Culturally speaking, the significance of many characters created for DC and Marvel has eclipsed the perceived significance of the artists themselves. Everyone knows who Superman is, but far fewer can identify Jerry Siegel and Joe Shuster as the character’s creators, even though today, it is the legal obligation of Time-Warner to label every narrative of Superman in any medium with the creators’ names. Conceptually, it is at the very least surreal that an artist could be marginalized in importance compared to his art, but in mainstream comics in America it is the norm. And the reasons for it in all cases are patterns of abuse by publishers toward creative persons, a cycle which began in the early 1940’s when Harry Donnenfeld, then the publisher of DC Comics, wrested any creative control of Superman away from his creators. When that did not hurt the character’s massive popularity, the precedent for a publisher to assert the needs of the company over the needs of the creators was set for half a century.
Not that the needs of a company are not important, or that a compelling character is itself completely marginalized by the creative forces telling its story. Many interesting and successful stories by a huge array of talented individuals have been told about characters like Superman and Spider-Man, partially because the template for telling stories about those characters is well-established and their actual iconography is so strong. But the importance of the creative team in telling those stories supersedes all else. After all, while templates may be established and formats ready, content for these formats can only be generated by the artists.
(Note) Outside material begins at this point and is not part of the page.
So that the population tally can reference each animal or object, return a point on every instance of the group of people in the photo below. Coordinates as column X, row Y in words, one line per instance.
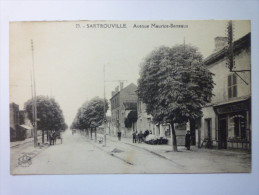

Today, both the audience and the artists working on mainstream superheroes grew up reading the adventures of those characters. Therefore, a nostalgic loyalty is often what drives creators to work for Marvel or DC, even when the creative or financial benefits are minimal, as is the case with established talents who enter the industry from successful careers in other media. Kevin Smith, for example, wrote story-arcs for Daredevil and Green Arrow, a career move that paid less than what he was making as a feature-film director as well as providing harsher content restrictions than what he was afforded by the R-ratings of his movies. Similarly, writers for television such as Allan Heinberg have written several issues of popular series (Wonder Woman, Young Avengers) in between more lucrative work in Hollywood as a way to fulfill a childhood ambition of working in comics.
Working For A Corporation
A Nostalgic Pull
For some creators, though, the childhood ambition of working in comics can be fulfilled by creating original stories and characters rather than attending to those created by others. Dave Sim, who created and self-published 300 issues of Cerebus between 1977 and 2004, is one such artist who has maintained independence and ownership of his characters. Sim had no editors and kept complete creative control on the direction and content of his comic, the life story of an aardvark who spends time as a barbarian, prime minister, pope, bartender, shepherd, and professional athlete. Sim’s reputation in the industry was originally as a firebrand for creator’s rights and the redundant nature of editors or publishers.
“No one is doing you a favor by hiring you,” Sim wrote in 1985. “Businessmen and most editors can’t draw and don’t know what they’re talking about. If you work for someone you are pulling a cart with a horse in it which is a stupid waste of resources.”
Sim has done work for Marvel in the past, and says he may do so again. However, he sees it as advertising for his true work, the sixteen volumes of Cerebus that keep the story in print. He also acknowledges the nostalgic pull that is the nature of doing business with Marvel and DC. “As long as we all stay ostensibly enthusiastic and positive maybe Dave Sim will get swept up in that and just sign on the dotted line and capitulate without a peep because he's really just a fanboy who wants to work at DC and he's having such a good time talking with us,” Sim wrote, imagining the generalized voice of an editor using nostalgia to obtain work from a freelancer.
This nostalgic pull provides publishers with the means to continue publishing the adventures of corporate trademarks, a leverage that encourages a revolving door of creators that continue to service the same set of fictional characters rather than create and own their own work. The leverage does work both ways, though, as popular creators can use the spotlight that comes with being the writer of something like Captain America to shine light on less-publicized creator-owned projects. Still, that is a plan that has its own set of fallbacks, the greatest being for a pencil or ink artist, whose output is usually only great enough to produce one 22-page comic a month, making it difficult to gain notoriety as an artist on a corporately-owned character while at the same time drawing a creator-owned one. For a writer who can write three or four different titles a month, however, it is a feasible option.
Ultimately, the best use of an artist's creativity is subjective, but the rewards are far greater for a successful book that one owns versus a successful book that someone else owns.